New therapies to ameliorate survivalof this tumour with grim prognosis are
urgently needed.
A high grade glioblastoma like pontine glioma is known for its high glucose
consumption. Glucose is also the preffered energy stubstrate of normal neurons
and glia but under fasting induced reductions of blood glucose these cells are
also able to meet their energy requirement by metabolizing ketone bodies. In
contrast, malignant brain tumour cells lack metabolic flexibility and for
energy supply depend on glucose. When the patient is treated with a ketogenic
diet (a high fat 70-90en% and low carbohydrate 5-19 en% diet) the glucose
supply (read; energy supply) of the brain tumour in fact is beiing sabotaged.
The ketogenic diet as treatment for refractory childhood epilepsy has proven
its safety and efficacy and is widely acceptated as treatment modality in this
patient group. There are two versions of the ketogenic diet widely used; the
classical form ( mainly in USA) and the MCT version of the diet (in Europe and
Netherlands). There is no difference in effect of the two diets.
The work of the group of Prof Seyfridt USA has shown a 35-65 % reduction of
braintumors on ketogenic diet in mousemodels with human braintumors A high
grade glioblastoma.

To establish the safety, feasibility and quality of life in children with
recurrent of progressive pontine glioma who receive a ketogenic diet during a
study period of 3 months

open label prospective pilot study (phase II)

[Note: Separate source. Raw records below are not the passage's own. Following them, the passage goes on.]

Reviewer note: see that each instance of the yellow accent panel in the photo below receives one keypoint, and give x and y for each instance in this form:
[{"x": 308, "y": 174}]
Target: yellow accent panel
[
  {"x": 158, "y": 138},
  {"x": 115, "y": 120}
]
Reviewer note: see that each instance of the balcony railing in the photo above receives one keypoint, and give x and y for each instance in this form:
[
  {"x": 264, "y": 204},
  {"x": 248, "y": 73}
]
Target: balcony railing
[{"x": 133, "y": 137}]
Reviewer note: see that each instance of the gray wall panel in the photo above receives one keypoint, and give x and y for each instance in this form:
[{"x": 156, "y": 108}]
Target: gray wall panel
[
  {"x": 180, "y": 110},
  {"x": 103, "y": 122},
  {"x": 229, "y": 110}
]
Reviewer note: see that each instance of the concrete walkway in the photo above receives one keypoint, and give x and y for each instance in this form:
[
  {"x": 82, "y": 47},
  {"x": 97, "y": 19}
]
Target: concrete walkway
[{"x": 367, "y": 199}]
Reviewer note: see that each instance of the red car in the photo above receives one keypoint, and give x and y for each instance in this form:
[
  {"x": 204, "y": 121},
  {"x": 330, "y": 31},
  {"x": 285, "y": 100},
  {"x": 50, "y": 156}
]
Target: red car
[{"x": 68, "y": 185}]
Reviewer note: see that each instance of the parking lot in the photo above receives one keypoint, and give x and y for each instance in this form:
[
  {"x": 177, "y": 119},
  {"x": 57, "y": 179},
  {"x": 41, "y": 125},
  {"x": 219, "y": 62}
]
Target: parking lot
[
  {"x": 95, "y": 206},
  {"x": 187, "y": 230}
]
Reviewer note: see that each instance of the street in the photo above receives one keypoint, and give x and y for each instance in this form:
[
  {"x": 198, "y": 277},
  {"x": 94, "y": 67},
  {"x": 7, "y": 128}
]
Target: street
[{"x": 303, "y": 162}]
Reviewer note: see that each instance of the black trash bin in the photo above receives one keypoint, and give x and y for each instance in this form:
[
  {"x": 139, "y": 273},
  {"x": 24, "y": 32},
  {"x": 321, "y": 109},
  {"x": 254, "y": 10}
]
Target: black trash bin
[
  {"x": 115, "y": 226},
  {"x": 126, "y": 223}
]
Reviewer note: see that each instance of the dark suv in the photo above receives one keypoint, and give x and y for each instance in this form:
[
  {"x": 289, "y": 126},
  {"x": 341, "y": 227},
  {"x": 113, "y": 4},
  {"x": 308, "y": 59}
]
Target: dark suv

Ketogenic diet (first Classical version of the diet with shakes , soups and
smoothies) after that the MCT version of the diet

The child has to use a stadaridized Ketocal formula for max of 2 weeks or until
adequate level of ketosis (3-4+ blood ketones) is achieved. The ketocal formula
consist of exchanges of shakes, soups and smoothies matching the individually
calculated energy need of the child based on the results of a Indirect calorie
measurement and a 3-days pre-diet food diary. At time of adequate and stable
ketosis the child is allowed to substitute the shakes of soups into
individually calculated meals based on the MCT version of the ketogenic diet.
Growth curve will be monitored closely.
Bloodglucose and bloodketones will be measured daily by parents until adequate
and stable ketosis (3-4+) is reached and after that once a month.
Questionnair quality of life and Vineland behaviour scale will be noted at
start of the study in outpatient clinic and at end of the study at home.
Adverse effects related to the diet will be noted on a questionnaire and
communicated by mail or telephone by parents. In case of problems and worries
parents can contact the nurse practioner by mobile phone. When necessary the
nursepractioner will contact the dietitian or paediatric neurologist.
The child follows the diet as long as the child and parents want until the end
of the study periode of 3 months which adequate ketosis (3-4+ bloodketones) is
maintained.
Based on the results of this study the search for treatment therapies in
malignant and progressive brain tumours hopefully will set up new ways.